Wednesday, August 23, 2017

A practical use of the penis

Only women can give birth. But men, here’s something only you can do. Stand in the shower with a full bladder and begin to urinate. You will observe that the arc of urination is a parabola. Then notice that as you vary the angle of your penis, the distance spanned by the arc of the parabola of urination changes. At an angle of 45 degrees the distance spanned is at its maximum.
This is a valuable mathematical use of the penis since it has implications for diving in pools, throwing a football, playing corn hole, shooting cannons and more. It is likely that this is how Leonardo developed his understanding of the calculus of weaponry. And this is only one of the many practical uses of the penis.

Tuesday, August 22, 2017

A cahnging world

Life is complex, subtle and surprising, and so is every human being who lives it. As a consequence so are human behaviors and institutions. We can’t understand them from what we see on the surface. Stereotypes and labels may be comforting, but they don’t work. To make meaningful sense of the issues and dynamics we see around us, we must work at it, educate ourselves and be willing to adapt our beliefs and perceptions to a world constantly changing. It’s hard to give up long-held beliefs, to change with a changing world, but it is necessary and it is sign of courage and maturity.

Saturday, August 19, 2017

Poison

How can people live with such poison inside them?

Friday, August 18, 2017

Pence

Donald Trump has disgraced the Presidency and the Republican Party. How much more will it take for him to be designated unfit to govern? How much more will it take for Republicans to act from a place of conscience and not party loyalty?
Is it too soon to begin to ask what kind of President Mike Pence will make and how much of Donald Trump would he drag into a Presidency?
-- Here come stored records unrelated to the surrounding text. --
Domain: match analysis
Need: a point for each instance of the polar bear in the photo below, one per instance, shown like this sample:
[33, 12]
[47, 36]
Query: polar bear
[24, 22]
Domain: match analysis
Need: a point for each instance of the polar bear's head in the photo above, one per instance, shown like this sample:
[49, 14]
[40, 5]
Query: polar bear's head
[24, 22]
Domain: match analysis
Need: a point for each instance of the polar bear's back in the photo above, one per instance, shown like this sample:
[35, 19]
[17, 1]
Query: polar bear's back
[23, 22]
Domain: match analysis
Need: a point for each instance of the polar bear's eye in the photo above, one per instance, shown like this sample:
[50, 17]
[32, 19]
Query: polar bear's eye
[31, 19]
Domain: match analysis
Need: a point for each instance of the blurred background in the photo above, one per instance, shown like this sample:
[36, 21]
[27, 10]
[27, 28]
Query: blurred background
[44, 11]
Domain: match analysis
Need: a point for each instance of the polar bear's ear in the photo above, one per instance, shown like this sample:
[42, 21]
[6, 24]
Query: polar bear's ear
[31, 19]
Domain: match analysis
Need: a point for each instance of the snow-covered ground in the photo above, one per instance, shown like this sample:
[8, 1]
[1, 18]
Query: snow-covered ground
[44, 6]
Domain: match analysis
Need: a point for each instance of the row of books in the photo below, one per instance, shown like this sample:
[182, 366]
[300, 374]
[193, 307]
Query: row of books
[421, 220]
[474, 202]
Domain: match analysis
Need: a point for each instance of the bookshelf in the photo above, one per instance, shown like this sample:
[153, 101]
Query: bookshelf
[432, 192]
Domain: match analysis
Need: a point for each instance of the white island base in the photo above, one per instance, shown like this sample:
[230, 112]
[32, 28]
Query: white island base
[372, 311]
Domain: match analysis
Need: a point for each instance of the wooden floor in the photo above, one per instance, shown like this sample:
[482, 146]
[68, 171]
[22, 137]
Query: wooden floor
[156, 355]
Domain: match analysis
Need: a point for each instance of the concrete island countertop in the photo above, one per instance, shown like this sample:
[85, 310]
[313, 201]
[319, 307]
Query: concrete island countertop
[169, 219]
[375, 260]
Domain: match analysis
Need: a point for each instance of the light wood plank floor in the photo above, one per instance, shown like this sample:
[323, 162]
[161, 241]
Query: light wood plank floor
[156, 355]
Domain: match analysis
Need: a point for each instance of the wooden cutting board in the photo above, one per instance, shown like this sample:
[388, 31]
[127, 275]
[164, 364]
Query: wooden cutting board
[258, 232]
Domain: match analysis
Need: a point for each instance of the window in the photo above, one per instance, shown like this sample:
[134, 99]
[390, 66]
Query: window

Frightening to consider since so far he appears to simply be Trump’s trumpeter.

The soul

The Egyptians among other cultures fed and prepared the souls of the dead for the afterlife. Many today profess to believe in the soul, but do they feed the soul adequately for its journey after death?





Tuesday, August 15, 2017

I've said it before

I’ve said it before. Mature and genuine love is hard work. I know because I’ve so often failed at it. It must be strong and sure enough to break through stereotypes, personal comfort and prejudice. I don’t believe it’s instinctive. It must be taught and modeled. And this is where we so often fail.

Monday, August 14, 2017

Love is hard


News stories tell of calls for us to love rather than hate. But I wonder how many of those calls talk about how hard genuine love is. How much courage it takes. How big a shift in consciousness it requires to move past shallow, greeting-card love and accept both the sacrifices and the rewards of genuine, expansive love. Selfishness, fear and personal comfort can seduce us away from loving, but we have the great teachers to remind us how to love. Not in words, but in actions.

Hate fear impotence

We focus on the hate exhibited by these extremist groups. But they hate because they are afraid. And they are afraid because deep down they know they are impotent.

Sunday, August 13, 2017

Hospice

Our dad is under hospice care--in that gray zone of mortality. For peace and comfort, drugs are dispensed regularly, with morphine leading the way. His shallow breathing is interrupted by congested gasps. Any flickers of coherence have since disappeared. His mind seems quiet. His body continues to do what it has done since birth, but with its life energy slowly draining away. We remember the vital man, reminisce and each hold in our thoughts the man he was to each of us. The hardest thing is watching him slowly become the figure in the coffin.


We all hope he is dreaming of our mother, whom he loved completely and whom he longed to join.